I am writing from my corner of Pimlico. But I am not part of anybody’s critical national infrastructure. Culture and Lifestyle are also code for the best and brightest will simply not join the civil services if it is not based in SW1. There we must return to Mr Cumming’s argument that if this is the best and brightest that the UK has to offer, then we have a problem.
The last few weeks have rendered arguments against the decentralisation of critical national infrastructure obsolete and now is the time for a comprehensive physical re-shaping of the spatial distribution of the human components of critical national infrastructure.

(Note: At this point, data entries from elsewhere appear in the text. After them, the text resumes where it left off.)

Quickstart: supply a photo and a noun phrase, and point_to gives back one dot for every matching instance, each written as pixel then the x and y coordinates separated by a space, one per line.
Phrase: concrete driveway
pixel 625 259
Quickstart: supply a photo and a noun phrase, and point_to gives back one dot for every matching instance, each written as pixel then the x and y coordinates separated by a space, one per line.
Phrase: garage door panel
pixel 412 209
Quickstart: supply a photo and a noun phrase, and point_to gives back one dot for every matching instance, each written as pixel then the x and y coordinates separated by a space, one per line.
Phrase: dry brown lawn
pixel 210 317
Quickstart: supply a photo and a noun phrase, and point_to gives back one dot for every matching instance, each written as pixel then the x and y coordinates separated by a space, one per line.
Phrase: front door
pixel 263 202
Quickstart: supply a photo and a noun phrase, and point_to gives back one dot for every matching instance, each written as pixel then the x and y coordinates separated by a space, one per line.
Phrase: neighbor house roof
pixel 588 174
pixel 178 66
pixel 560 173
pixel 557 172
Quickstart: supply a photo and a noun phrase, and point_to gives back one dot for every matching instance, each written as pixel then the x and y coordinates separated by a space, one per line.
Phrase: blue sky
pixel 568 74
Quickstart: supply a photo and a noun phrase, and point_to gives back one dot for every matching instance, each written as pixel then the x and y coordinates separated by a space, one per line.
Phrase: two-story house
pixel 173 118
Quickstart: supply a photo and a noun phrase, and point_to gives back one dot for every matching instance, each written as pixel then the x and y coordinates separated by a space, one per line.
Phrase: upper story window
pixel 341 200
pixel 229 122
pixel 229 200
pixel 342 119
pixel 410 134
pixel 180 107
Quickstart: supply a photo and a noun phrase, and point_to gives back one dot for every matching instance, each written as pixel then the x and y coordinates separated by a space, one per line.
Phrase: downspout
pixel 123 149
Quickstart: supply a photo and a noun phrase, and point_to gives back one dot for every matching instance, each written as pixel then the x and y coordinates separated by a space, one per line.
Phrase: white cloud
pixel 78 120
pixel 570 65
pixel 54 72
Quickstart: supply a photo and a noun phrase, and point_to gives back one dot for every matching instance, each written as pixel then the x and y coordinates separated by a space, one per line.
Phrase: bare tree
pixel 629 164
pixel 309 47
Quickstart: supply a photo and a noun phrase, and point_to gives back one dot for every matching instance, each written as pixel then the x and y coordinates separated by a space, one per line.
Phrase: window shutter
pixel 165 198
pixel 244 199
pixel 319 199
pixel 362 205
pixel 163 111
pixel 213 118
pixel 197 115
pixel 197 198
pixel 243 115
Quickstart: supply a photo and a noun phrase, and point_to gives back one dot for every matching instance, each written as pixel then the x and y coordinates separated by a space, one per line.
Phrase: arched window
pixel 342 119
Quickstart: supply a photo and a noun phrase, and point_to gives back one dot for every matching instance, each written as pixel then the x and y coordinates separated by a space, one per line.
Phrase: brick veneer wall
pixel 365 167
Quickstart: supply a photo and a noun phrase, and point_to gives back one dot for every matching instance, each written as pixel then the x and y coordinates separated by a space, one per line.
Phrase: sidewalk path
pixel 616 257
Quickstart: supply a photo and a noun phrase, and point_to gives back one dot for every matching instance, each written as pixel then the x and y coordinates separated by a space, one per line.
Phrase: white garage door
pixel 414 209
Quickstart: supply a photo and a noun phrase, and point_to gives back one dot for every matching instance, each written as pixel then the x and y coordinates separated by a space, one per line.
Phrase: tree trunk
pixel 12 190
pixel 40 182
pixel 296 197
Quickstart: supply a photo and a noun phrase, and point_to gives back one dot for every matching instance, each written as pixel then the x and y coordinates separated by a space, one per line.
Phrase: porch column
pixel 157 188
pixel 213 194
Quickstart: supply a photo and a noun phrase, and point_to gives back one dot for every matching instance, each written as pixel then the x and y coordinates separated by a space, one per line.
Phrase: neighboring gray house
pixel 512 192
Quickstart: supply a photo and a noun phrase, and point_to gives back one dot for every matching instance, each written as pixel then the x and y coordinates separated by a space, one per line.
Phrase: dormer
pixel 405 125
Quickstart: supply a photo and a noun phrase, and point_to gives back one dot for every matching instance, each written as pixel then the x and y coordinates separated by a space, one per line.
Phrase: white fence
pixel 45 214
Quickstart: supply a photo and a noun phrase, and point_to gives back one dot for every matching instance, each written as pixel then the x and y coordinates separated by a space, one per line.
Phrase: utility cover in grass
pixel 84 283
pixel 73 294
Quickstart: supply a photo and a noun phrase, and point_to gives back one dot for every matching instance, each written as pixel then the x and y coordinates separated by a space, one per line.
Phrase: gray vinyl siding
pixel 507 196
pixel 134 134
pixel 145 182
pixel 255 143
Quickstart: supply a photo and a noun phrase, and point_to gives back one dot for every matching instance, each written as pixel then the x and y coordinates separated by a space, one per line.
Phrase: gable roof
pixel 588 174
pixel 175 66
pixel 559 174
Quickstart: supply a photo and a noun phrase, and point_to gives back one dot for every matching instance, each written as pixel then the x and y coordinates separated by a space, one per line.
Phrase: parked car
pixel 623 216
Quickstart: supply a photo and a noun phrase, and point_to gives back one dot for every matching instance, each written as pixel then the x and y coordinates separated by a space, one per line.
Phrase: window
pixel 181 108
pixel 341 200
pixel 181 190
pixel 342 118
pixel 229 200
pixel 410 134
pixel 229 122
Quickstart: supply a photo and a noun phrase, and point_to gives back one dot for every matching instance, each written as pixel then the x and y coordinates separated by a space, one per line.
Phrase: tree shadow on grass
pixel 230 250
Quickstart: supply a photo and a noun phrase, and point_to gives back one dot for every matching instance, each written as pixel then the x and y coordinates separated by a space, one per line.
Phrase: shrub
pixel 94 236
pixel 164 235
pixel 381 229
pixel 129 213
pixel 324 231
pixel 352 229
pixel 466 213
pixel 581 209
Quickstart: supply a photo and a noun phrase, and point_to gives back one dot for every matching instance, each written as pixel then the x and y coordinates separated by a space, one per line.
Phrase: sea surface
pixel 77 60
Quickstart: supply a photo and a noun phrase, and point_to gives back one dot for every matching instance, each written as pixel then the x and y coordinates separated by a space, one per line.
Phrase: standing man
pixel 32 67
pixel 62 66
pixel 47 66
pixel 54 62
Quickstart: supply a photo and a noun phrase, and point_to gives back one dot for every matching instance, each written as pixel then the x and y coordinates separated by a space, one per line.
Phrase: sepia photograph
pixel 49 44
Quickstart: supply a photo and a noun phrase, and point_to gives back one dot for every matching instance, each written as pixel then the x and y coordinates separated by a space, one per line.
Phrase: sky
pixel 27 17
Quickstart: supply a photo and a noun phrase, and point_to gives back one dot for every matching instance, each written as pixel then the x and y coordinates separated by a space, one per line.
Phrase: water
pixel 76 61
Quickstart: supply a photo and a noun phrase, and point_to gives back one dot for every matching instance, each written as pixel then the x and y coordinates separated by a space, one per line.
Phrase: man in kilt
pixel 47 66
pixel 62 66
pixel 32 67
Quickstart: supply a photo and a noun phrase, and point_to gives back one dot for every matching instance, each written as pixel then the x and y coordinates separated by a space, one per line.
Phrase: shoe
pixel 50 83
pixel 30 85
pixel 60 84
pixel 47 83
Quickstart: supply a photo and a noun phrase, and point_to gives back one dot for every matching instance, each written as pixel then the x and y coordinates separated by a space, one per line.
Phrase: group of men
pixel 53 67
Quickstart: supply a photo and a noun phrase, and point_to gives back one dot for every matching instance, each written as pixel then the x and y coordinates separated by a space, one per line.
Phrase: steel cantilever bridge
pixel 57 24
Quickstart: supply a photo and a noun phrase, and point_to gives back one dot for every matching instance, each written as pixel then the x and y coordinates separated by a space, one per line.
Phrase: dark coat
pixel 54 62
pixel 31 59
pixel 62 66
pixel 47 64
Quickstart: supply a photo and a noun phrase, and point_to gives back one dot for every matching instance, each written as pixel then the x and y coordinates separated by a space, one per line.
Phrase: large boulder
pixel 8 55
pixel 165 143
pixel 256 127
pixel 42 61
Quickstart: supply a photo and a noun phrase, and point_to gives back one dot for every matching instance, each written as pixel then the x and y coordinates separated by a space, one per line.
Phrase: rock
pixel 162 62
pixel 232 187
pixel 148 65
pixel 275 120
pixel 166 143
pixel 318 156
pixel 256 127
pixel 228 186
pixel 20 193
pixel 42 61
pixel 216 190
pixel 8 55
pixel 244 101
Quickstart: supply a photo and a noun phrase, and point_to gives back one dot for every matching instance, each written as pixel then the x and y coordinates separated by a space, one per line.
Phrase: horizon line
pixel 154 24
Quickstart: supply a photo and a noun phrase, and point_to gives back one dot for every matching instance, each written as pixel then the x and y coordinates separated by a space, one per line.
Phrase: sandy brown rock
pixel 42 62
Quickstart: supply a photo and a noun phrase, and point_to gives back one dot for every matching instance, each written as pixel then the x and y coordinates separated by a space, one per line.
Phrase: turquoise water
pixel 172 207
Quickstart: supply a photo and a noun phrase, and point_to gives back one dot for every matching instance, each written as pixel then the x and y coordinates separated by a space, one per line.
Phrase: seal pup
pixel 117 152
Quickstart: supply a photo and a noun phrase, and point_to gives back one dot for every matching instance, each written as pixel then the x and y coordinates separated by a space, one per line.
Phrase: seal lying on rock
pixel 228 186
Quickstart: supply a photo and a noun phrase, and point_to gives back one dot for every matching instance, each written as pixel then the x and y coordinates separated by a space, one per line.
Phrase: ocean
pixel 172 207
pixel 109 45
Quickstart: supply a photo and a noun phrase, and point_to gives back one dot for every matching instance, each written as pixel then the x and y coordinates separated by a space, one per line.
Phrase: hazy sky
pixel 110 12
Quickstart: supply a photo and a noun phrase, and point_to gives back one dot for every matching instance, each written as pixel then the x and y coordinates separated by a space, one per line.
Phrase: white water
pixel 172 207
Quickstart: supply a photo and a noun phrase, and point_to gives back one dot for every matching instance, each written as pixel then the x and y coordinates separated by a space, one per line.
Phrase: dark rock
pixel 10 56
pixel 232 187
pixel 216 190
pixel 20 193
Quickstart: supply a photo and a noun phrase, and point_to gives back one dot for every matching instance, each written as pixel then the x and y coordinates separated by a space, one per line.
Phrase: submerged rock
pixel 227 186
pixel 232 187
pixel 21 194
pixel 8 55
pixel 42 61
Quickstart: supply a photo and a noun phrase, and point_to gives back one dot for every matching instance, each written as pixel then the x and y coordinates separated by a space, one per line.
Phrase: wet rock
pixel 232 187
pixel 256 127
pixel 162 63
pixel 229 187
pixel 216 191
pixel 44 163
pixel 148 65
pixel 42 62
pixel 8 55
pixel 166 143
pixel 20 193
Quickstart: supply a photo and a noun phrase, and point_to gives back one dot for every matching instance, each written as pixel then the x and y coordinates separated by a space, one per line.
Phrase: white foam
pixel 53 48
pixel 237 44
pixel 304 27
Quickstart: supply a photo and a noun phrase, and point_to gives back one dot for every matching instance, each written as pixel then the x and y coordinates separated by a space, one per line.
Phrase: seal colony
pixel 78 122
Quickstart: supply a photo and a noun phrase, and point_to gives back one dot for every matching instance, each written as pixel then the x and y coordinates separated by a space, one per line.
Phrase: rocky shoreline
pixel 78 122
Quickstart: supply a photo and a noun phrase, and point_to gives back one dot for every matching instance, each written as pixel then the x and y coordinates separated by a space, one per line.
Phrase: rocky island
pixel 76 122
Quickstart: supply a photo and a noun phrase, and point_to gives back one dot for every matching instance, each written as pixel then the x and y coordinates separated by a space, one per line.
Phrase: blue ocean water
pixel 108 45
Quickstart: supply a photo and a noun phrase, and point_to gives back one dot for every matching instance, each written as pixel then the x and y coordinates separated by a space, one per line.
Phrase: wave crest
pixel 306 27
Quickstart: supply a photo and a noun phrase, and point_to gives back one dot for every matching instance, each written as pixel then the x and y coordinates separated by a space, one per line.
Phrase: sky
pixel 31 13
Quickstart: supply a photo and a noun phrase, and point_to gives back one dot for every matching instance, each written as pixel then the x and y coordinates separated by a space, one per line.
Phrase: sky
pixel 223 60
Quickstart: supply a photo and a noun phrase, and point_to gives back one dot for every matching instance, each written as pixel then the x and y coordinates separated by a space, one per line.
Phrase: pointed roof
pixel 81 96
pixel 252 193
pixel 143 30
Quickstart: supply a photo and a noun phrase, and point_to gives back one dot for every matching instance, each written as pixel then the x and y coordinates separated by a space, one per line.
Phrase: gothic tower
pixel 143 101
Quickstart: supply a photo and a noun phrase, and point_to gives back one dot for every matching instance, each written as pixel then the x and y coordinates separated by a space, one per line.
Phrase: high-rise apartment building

The department I work with most closely in government, the FCO, is by definition good at remote working, rotating people in and out of the centre and devolving responsibility between the centre and posts. The only reason it needs a presence in central London is to engage with embassies. The rest of the department does not need to be on Whitehall. The Treasury has had most of its power shifted into Number 10, the rest can safely move to York. The Stock Exchange is dominated by electronic trading, it could that just as easily do that from Cardiff. The Bank of England does not need to be in the square mile, it can be in Birmingham. The Ministry of Defence can easily move the bulk of its operations to Poole. The Cabinet never actually needs to meet in London, it can always meet virtually, though on perhaps a more secure platform that it appears to have been using during this crisis. It is only really Parliament that does need to be retained in a place in which it can meet together but does that place have to be beside the Thames? Could it not be beside the Ouse or, indeed, the Mersey.